あの旅を無事に終えても、近くの人々からは賞賛の言葉など聞くこともなく何も変わらなかった。

「分からず屋ばかりじゃ、大人の事情など聞きとうもない。」
フェリアが鼻をすすり、綺麗に平らげたパフェの皿を舐めあげ、リリスの飲みかけの紅茶を横から一口飲んだ。

「リーリよ、もう帰ろう。」

「えっ、ちょっと待ってよ。今どこに住んでるの?あたし達旅行でこっちに来てるのよ。」
「良ければ教えてくれない?それほど遠くない所だから河原達にも伝えたいし。」

ここで別れたら二度と会えない。
それはちょっと避けたい気持ち。

「お世話になっておりますのは……10分ほど歩いた場所で、ヴァシュラム様がお住まいの所でございます。」
「えー、あのジジイ?そう言えば用務員やめて見なくなったわよねえ。こんな所にいたんだ。」

ヴァシュラムは、アトラーナでうやまわれる地のドラゴン。しかしこの世界ではアイ達の通う中学の用務員をしていたのだ。

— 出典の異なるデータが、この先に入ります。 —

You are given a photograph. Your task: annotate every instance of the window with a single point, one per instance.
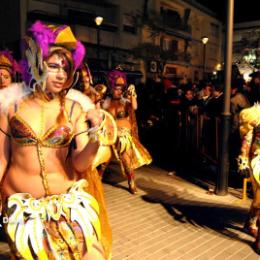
(129, 24)
(168, 44)
(214, 30)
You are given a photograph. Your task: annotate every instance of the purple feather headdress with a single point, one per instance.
(45, 37)
(114, 76)
(7, 61)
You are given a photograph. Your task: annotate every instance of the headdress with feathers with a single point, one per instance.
(9, 63)
(42, 40)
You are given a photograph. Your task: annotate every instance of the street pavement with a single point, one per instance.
(171, 218)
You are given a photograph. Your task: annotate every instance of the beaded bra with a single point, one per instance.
(56, 136)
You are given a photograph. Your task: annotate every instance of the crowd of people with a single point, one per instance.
(52, 140)
(59, 130)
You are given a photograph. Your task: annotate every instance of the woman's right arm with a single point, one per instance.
(4, 144)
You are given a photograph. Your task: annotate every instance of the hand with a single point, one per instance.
(131, 91)
(95, 117)
(245, 173)
(243, 166)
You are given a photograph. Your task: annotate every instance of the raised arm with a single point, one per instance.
(246, 131)
(86, 144)
(132, 96)
(4, 144)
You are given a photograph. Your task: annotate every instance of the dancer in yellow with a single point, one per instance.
(130, 151)
(50, 214)
(249, 164)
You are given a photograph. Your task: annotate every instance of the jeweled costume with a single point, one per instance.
(249, 162)
(54, 226)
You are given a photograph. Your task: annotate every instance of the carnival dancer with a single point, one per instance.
(9, 69)
(249, 164)
(51, 216)
(128, 149)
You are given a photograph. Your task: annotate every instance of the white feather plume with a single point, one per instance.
(12, 94)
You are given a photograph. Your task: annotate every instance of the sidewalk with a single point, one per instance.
(171, 218)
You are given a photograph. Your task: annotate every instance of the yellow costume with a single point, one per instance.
(249, 163)
(61, 226)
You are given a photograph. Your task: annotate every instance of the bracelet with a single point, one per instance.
(95, 133)
(242, 163)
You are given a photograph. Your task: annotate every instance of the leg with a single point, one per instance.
(126, 160)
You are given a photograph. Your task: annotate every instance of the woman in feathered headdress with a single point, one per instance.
(249, 165)
(50, 214)
(9, 69)
(128, 149)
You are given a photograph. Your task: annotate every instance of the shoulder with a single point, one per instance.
(251, 114)
(81, 100)
(106, 103)
(14, 93)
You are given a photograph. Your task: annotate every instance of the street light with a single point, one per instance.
(204, 40)
(98, 21)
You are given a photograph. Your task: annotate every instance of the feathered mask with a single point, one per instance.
(9, 63)
(117, 78)
(41, 42)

「はい、お仕事が良い方向へ向かわれたことで学校はお辞めになられたのです。」
「ふうん、元気でやってるんだ。ねえ、家に行ったらダメ?」
「それは構いませんが、ヴァシュラム様がいらっしゃるかどうか……」
「いいの、いいの、爺さんいなくても。」
結局、リリスの家へそのまま一緒に行くことになり、4人は席を立ち、喫茶店を出るとヴァシュラムの家を目指して歩き出した。
リリスはずいぶんこちらの世界に慣れた様子で、金銭的にも困った様子はない。
聞くと、母に持たされた金銀などが高値で売れたようで、ひっそり暮らしていると話した。


静かな住宅地に入り、あまり通行人もいない道を進む。
新しい家が多いのは、最近開かれた様子の土地柄だろうか。所々に見える古い家は、元々建っていた物だろう、時代に取り残されたようにひっそりとしている。

「どうぞ、こちらでございます。」

リリスが少しさびた洋風の門を開くと、少女が先に入って家の玄関へと駆け出す。
「へえ、何か洒落た家ねえ。」
アイ達が見上げるヴァシュラムの家は、やや古いながらもしょうしゃな洋館風の一軒家だった。

「リーリよ、誰か来ておるぞ。」

玄関先でフェリアが立ち止まった。
「お仕事のお客様でしょうか。アイ様、ヨーコ様どうぞお入り下さい。今お茶を入れますので。」
二人を先に入れてドアを閉める。
脱いである靴を見ると男二人に女1人。
「ヴァッシュ!帰ったぞ!」
ポイポイと靴を脱ぎ捨て、フェリアはどたどた中へと駆け込んで行く。
「ああ、またはしたないことを……」
ため息混じりでリリスが靴をそろえ、自分のブーツのファスナーを降ろした。
「なかなか趣味いいね、じいさん。」
アイが横にある置物の女性像を撫でる。
「ここは借り物でございます。先にお世話になりました、学校の理事長様の物とお聞きしております。」
「えー、うちの学校の理事長の?じゃあ、最初から知り合いなんだ。」
だから、ツテで学校にいたのかと納得。
すると先に入っていったフェリアが、また血相変えて駆け戻ってきた。

「リーリ!大変じゃ!ヤバイのじゃ!」

「フェリア様、家の中で走ってはいけませんと何度も……」
「ええい!良いから来るのじゃ!」
フェリアにグイグイ引かれて入って行く。
すると居間に、先ほど追ってきた男女ともう一人、20代の美しい金髪に緑の瞳をした男が座っていた。